Q&A: ATS 2015-16 President Atul Malhotra, MD

ATS 2015-16 President Atul Malhotra

ATS 2015-16 President Atul Malhotra

Q: Your ATS work has focused primarily on supporting early career professionals. You helped to create the Student Scholars Program and the Resident Boot Camp. What inspired you to do this?

My own success has been based in part on the contributions of junior people around me, which has been a source of satisfaction for a long time. In terms of research, one person can’t do everything, so a team of people around you who are likeminded and successful can help you get a lot more done. I’ve always been a team player in that sense, and developing young talent has been part of my professional philosophy. 

The Student Scholars Program was a team effort consistent with my values, and ATS Chief Program Officer Eileen Larson was very helpful. Laura Crotty Alexander, MD, the vice chair of the ATS Training Committee and an assistant professor of University of California, San Diego, deserves most of the credit for the Resident Boot Camp.

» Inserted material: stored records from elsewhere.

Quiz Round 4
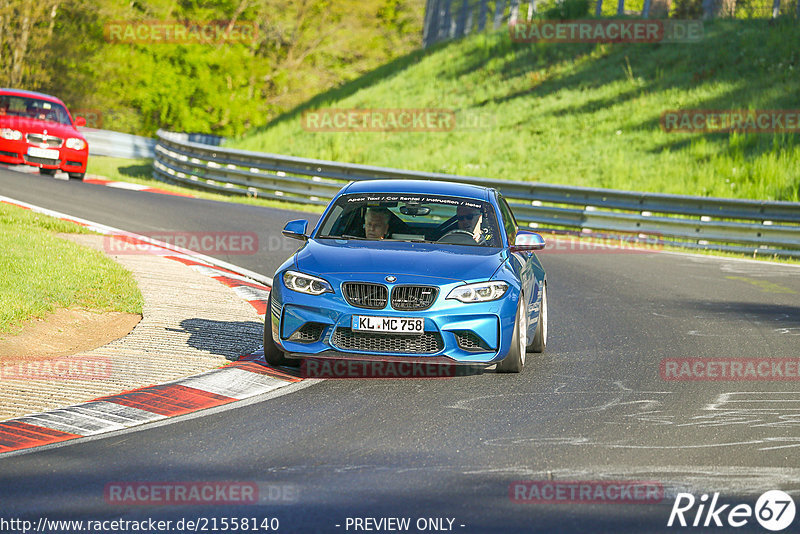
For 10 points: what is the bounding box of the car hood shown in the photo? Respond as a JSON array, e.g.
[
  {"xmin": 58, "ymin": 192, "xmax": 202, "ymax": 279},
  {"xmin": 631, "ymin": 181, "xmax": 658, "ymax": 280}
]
[
  {"xmin": 295, "ymin": 239, "xmax": 505, "ymax": 283},
  {"xmin": 0, "ymin": 115, "xmax": 85, "ymax": 141}
]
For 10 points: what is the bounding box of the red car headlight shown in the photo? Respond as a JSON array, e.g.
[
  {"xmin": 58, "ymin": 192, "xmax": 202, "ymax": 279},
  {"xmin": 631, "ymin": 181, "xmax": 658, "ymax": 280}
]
[
  {"xmin": 0, "ymin": 128, "xmax": 22, "ymax": 141},
  {"xmin": 65, "ymin": 137, "xmax": 86, "ymax": 150}
]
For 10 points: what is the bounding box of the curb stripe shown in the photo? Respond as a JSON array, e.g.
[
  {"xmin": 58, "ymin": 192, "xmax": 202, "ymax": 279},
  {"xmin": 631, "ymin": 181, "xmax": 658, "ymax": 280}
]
[
  {"xmin": 211, "ymin": 275, "xmax": 270, "ymax": 291},
  {"xmin": 0, "ymin": 421, "xmax": 80, "ymax": 452},
  {"xmin": 178, "ymin": 367, "xmax": 286, "ymax": 400},
  {"xmin": 96, "ymin": 383, "xmax": 237, "ymax": 417},
  {"xmin": 247, "ymin": 300, "xmax": 267, "ymax": 315}
]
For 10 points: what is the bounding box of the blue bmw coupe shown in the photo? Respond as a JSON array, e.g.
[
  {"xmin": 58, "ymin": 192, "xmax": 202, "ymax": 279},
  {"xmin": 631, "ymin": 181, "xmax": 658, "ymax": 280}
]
[{"xmin": 264, "ymin": 180, "xmax": 547, "ymax": 373}]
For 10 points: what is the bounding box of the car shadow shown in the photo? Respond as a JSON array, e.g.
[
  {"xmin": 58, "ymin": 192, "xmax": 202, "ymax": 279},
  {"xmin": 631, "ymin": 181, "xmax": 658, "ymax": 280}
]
[{"xmin": 167, "ymin": 318, "xmax": 264, "ymax": 361}]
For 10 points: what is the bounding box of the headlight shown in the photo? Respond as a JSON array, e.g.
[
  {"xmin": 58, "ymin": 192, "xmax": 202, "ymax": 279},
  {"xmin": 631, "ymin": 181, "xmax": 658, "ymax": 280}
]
[
  {"xmin": 447, "ymin": 282, "xmax": 508, "ymax": 303},
  {"xmin": 283, "ymin": 271, "xmax": 333, "ymax": 295},
  {"xmin": 66, "ymin": 137, "xmax": 86, "ymax": 150},
  {"xmin": 0, "ymin": 128, "xmax": 22, "ymax": 141}
]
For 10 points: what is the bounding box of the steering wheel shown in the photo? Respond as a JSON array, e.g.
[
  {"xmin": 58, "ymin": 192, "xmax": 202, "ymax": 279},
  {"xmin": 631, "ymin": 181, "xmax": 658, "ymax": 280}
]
[{"xmin": 436, "ymin": 230, "xmax": 477, "ymax": 245}]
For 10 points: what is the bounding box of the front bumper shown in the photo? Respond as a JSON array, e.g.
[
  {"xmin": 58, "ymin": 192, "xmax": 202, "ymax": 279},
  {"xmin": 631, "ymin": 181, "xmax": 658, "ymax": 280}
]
[
  {"xmin": 0, "ymin": 138, "xmax": 89, "ymax": 173},
  {"xmin": 269, "ymin": 277, "xmax": 519, "ymax": 365}
]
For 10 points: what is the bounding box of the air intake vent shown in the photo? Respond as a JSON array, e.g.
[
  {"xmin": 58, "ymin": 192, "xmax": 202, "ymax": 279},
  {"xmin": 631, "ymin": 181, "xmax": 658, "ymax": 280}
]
[
  {"xmin": 331, "ymin": 328, "xmax": 444, "ymax": 354},
  {"xmin": 392, "ymin": 286, "xmax": 439, "ymax": 311},
  {"xmin": 342, "ymin": 282, "xmax": 389, "ymax": 310}
]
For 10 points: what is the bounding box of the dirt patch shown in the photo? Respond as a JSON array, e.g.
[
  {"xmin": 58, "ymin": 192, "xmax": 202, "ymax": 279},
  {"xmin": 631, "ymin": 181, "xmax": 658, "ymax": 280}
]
[{"xmin": 0, "ymin": 308, "xmax": 142, "ymax": 363}]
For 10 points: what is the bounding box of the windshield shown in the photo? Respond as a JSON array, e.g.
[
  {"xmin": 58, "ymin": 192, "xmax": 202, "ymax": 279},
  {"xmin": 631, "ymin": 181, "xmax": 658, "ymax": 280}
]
[
  {"xmin": 0, "ymin": 95, "xmax": 72, "ymax": 124},
  {"xmin": 316, "ymin": 193, "xmax": 501, "ymax": 247}
]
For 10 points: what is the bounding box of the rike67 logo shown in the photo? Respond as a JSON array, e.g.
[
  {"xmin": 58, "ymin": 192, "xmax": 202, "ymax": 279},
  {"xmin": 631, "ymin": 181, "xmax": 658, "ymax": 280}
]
[{"xmin": 667, "ymin": 490, "xmax": 795, "ymax": 532}]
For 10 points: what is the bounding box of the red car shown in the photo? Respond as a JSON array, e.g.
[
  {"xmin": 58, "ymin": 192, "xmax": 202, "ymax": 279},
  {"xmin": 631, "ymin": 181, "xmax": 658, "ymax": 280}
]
[{"xmin": 0, "ymin": 89, "xmax": 89, "ymax": 180}]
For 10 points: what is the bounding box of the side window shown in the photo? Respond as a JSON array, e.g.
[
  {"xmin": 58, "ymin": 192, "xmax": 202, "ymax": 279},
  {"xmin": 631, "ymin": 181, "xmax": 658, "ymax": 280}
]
[{"xmin": 497, "ymin": 195, "xmax": 519, "ymax": 245}]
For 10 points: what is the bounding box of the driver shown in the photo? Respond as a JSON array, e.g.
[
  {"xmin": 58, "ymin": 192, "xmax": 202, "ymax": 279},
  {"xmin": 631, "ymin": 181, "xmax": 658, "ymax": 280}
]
[
  {"xmin": 456, "ymin": 206, "xmax": 486, "ymax": 244},
  {"xmin": 364, "ymin": 208, "xmax": 391, "ymax": 239}
]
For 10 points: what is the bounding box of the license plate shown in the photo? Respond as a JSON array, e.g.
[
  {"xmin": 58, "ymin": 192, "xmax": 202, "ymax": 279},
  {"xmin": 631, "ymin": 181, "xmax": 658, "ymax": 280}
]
[
  {"xmin": 353, "ymin": 315, "xmax": 425, "ymax": 334},
  {"xmin": 28, "ymin": 146, "xmax": 58, "ymax": 159}
]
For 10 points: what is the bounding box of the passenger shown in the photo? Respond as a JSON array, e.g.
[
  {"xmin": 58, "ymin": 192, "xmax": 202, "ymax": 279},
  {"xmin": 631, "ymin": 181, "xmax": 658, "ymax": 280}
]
[
  {"xmin": 456, "ymin": 206, "xmax": 485, "ymax": 244},
  {"xmin": 364, "ymin": 208, "xmax": 392, "ymax": 239}
]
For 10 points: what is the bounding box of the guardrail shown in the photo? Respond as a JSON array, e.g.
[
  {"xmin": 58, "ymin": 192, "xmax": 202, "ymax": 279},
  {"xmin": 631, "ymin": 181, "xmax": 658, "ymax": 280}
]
[
  {"xmin": 153, "ymin": 131, "xmax": 800, "ymax": 257},
  {"xmin": 78, "ymin": 127, "xmax": 156, "ymax": 158},
  {"xmin": 78, "ymin": 126, "xmax": 224, "ymax": 159}
]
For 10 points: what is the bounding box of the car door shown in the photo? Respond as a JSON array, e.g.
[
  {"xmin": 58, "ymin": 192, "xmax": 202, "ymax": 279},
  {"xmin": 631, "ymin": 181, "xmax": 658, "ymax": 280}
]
[{"xmin": 497, "ymin": 193, "xmax": 539, "ymax": 332}]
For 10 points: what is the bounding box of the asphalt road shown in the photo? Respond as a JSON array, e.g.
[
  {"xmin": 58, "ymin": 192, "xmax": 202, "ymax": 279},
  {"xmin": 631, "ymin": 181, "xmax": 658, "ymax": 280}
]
[{"xmin": 0, "ymin": 169, "xmax": 800, "ymax": 532}]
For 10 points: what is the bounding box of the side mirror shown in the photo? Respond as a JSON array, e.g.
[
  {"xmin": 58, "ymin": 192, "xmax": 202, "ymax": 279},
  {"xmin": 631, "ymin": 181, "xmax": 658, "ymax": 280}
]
[
  {"xmin": 281, "ymin": 219, "xmax": 308, "ymax": 241},
  {"xmin": 508, "ymin": 230, "xmax": 545, "ymax": 252}
]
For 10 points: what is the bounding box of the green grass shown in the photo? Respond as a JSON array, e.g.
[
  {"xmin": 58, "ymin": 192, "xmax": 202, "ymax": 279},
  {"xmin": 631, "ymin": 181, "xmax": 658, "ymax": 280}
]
[
  {"xmin": 228, "ymin": 20, "xmax": 800, "ymax": 201},
  {"xmin": 0, "ymin": 204, "xmax": 143, "ymax": 334},
  {"xmin": 87, "ymin": 156, "xmax": 324, "ymax": 213}
]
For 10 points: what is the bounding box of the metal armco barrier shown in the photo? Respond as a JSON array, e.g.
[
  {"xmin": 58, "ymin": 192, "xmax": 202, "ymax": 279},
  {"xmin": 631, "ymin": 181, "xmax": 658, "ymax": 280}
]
[
  {"xmin": 153, "ymin": 131, "xmax": 800, "ymax": 257},
  {"xmin": 78, "ymin": 127, "xmax": 156, "ymax": 159}
]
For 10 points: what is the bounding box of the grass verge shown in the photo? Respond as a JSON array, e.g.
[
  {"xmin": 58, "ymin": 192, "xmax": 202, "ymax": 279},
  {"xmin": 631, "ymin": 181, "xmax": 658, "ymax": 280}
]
[
  {"xmin": 87, "ymin": 156, "xmax": 324, "ymax": 213},
  {"xmin": 229, "ymin": 20, "xmax": 800, "ymax": 202},
  {"xmin": 0, "ymin": 203, "xmax": 144, "ymax": 334}
]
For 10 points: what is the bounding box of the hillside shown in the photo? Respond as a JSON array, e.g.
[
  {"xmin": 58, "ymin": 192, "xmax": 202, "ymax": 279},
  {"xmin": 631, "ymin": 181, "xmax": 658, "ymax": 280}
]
[{"xmin": 229, "ymin": 20, "xmax": 800, "ymax": 201}]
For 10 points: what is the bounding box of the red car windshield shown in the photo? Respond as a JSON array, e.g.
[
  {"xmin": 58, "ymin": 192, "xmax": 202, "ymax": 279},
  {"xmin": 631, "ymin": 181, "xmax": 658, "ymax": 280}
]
[{"xmin": 0, "ymin": 95, "xmax": 72, "ymax": 125}]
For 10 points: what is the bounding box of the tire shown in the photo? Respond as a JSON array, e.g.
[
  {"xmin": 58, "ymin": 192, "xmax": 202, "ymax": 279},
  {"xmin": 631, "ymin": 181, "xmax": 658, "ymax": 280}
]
[
  {"xmin": 495, "ymin": 293, "xmax": 528, "ymax": 373},
  {"xmin": 528, "ymin": 284, "xmax": 547, "ymax": 352},
  {"xmin": 264, "ymin": 293, "xmax": 296, "ymax": 365}
]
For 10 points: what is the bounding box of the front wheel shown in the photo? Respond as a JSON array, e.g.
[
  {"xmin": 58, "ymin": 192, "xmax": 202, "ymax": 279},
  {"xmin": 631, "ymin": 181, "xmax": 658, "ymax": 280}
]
[
  {"xmin": 264, "ymin": 293, "xmax": 296, "ymax": 365},
  {"xmin": 495, "ymin": 300, "xmax": 528, "ymax": 373},
  {"xmin": 528, "ymin": 284, "xmax": 547, "ymax": 352}
]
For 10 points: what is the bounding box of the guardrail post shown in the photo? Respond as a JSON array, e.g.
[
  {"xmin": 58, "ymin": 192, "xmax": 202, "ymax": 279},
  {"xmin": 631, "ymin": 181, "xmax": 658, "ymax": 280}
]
[
  {"xmin": 494, "ymin": 0, "xmax": 506, "ymax": 30},
  {"xmin": 478, "ymin": 0, "xmax": 489, "ymax": 32}
]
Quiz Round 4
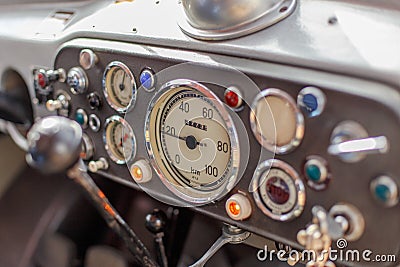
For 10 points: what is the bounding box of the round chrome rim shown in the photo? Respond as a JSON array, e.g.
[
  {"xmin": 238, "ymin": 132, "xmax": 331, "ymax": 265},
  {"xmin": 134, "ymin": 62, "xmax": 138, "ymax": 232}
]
[
  {"xmin": 144, "ymin": 79, "xmax": 240, "ymax": 205},
  {"xmin": 102, "ymin": 61, "xmax": 137, "ymax": 113},
  {"xmin": 250, "ymin": 88, "xmax": 304, "ymax": 154},
  {"xmin": 252, "ymin": 159, "xmax": 306, "ymax": 221},
  {"xmin": 103, "ymin": 115, "xmax": 136, "ymax": 164},
  {"xmin": 178, "ymin": 0, "xmax": 297, "ymax": 40}
]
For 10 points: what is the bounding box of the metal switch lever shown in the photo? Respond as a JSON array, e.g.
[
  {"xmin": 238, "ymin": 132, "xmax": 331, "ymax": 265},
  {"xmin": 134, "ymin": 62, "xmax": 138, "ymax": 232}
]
[
  {"xmin": 328, "ymin": 136, "xmax": 389, "ymax": 156},
  {"xmin": 146, "ymin": 209, "xmax": 168, "ymax": 267},
  {"xmin": 189, "ymin": 225, "xmax": 250, "ymax": 267},
  {"xmin": 328, "ymin": 121, "xmax": 389, "ymax": 162}
]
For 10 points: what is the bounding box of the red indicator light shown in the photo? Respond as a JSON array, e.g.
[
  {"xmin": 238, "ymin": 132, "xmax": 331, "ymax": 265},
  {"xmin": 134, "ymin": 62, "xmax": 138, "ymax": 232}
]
[
  {"xmin": 228, "ymin": 201, "xmax": 240, "ymax": 216},
  {"xmin": 224, "ymin": 87, "xmax": 243, "ymax": 109},
  {"xmin": 37, "ymin": 73, "xmax": 46, "ymax": 88}
]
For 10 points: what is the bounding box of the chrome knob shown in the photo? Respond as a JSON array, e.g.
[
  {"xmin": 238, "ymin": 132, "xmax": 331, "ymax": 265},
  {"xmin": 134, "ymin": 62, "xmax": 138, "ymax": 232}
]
[
  {"xmin": 67, "ymin": 67, "xmax": 89, "ymax": 95},
  {"xmin": 26, "ymin": 116, "xmax": 82, "ymax": 173},
  {"xmin": 79, "ymin": 49, "xmax": 99, "ymax": 70},
  {"xmin": 88, "ymin": 158, "xmax": 109, "ymax": 172},
  {"xmin": 328, "ymin": 121, "xmax": 389, "ymax": 163}
]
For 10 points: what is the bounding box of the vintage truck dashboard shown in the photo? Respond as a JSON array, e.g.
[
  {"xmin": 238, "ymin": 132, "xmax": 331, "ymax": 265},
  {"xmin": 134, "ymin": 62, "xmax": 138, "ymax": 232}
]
[{"xmin": 0, "ymin": 0, "xmax": 400, "ymax": 266}]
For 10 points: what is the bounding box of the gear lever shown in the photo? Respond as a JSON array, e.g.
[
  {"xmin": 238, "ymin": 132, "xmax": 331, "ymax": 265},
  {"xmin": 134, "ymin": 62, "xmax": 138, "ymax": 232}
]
[
  {"xmin": 145, "ymin": 209, "xmax": 168, "ymax": 267},
  {"xmin": 26, "ymin": 117, "xmax": 157, "ymax": 267}
]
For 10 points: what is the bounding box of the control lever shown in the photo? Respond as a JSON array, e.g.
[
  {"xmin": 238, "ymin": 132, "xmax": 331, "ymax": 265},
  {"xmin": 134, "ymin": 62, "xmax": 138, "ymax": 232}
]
[
  {"xmin": 146, "ymin": 209, "xmax": 168, "ymax": 267},
  {"xmin": 328, "ymin": 121, "xmax": 389, "ymax": 162},
  {"xmin": 26, "ymin": 117, "xmax": 157, "ymax": 267},
  {"xmin": 189, "ymin": 225, "xmax": 251, "ymax": 267}
]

Q: The Global Scholars Program was unveiled at ATS 2015. Can you tell us about this initiative?

During the past few years, I’ve spent some time overseas, including working in the ICUs in Rwanda two to three years ago. It was very rewarding, but I didn’t feel like we were solving the problem or that we were building local capacity. We were taking care of patients and leaving. We tried to do a fair amount of teaching while we were there, but it just didn’t seem like we made a huge amount of progress.

Recently, I went to Mozambique. My focus was building capacity and developing research initiatives. While I was there, we wrote a ResMed Foundation grant that got funded. The purpose of the grant was to bring seven doctors from Mozambique to ATS 2015, so that they could meet key opinion leaders, learn about what we do at the ATS, and go back to their home country and, hopefully, share that knowledge with their local colleagues.

But this model is not scalable. You can’t bring hundreds of people from Africa or South America to Denver through a foundation grant. So, the model for the Global Scholars Program is based on online webinars to deliver the information.

The idea is to use web-based technology to provide regular lectures to students around the world. If they complete pre- and post-tests and show that they have learned a decent amount through those lecture series, then at the end, they would receive a certificate saying they are ATS Global Scholars. They can frame it and put it on their wall and take it to the local minister of health and say that they have received that training. Ideally, the top students would be invited to the ATS International Conference.

Over time, as the scholars learn more and grow and become more proficient, they can teach others locally what they’ve learned. Ideally, this will become self-sustaining, like MECOR.

Q: What has led you to become a proponent of bridge grant funding at the ATS Foundation?

The Executive Committee has pushed for increased funding for research to help young investigators who are struggling with competitive but unfunded grants by the National Institutes of Health. We developed bridge grants through the ATS Foundation that allowed junior people more time to revise and resubmit their grant proposals and, hopefully, get a bigger grant to move on to larger research projects.

The bridge grants are a great way to keep young people engaged and excited about what they are doing. If they don’t get a $1 million NIH grant, the fact that they get a smaller ATS award helps keep them in the game long enough to then secure other funding. And that makes this a critically important program for young professionals.  When we track the numbers, we see that our foundation grants have been highly effective in generating NIH grants down the road.

Q: You are pushing to expand the Division Directors Forum. Can you tell us about this initiative?

This is related to the bridge grants. What was frustrating to me was, despite the ATS’s major investment, we didn’t get that many bridge grant applications. When I spoke with division directors around the country, they didn’t seem to know about it. So, I thought getting the division directors more engaged in the process would be helpful, and having them understand what the ATS can do for early career professionals would be the way to get more junior people involved in the ATS meeting and membership activities.

The other aspect of this is that I’m a relatively new division director. I took over as chief of pulmonary, critical care, and sleep medicine at University of California, San Diego in July 2013. I had good advice from colleagues, but I could have benefited from the ATS network having other division chiefs help me navigate bumps in the road. This is an initiative I’ve been pushing for because most division directors are like-minded about these issues—it’s just we don’t work together in a coordinated way. The ATS can help organize that.

Q: How might the ATS strengthen its relationship with the health care industry to improve health care for all?

The ATS does that fairly well. Historically, there were hardcore academics who thought there was absolutely no value in collaborating with industry, but over time, it has evolved for the better so that we now work together on some interesting projects. If you talk to anybody at NIH, they say that we need industry partnerships to bring products to market. The simple fact is that a successful product that is commercialized and reaching my patients is being done through industry; it’s not being done through other means.

There is an appropriate balance between academic rigor and the advancements that occur by industry. If we all work together, and we’re setting our goals in terms of improving patient care, then it’s a natural marriage and a successful partnership. If somebody just cares about academic science for the sake of it or they just care about making money for the sake of it, then the system doesn’t work as well. It has to be partnership with shared goals.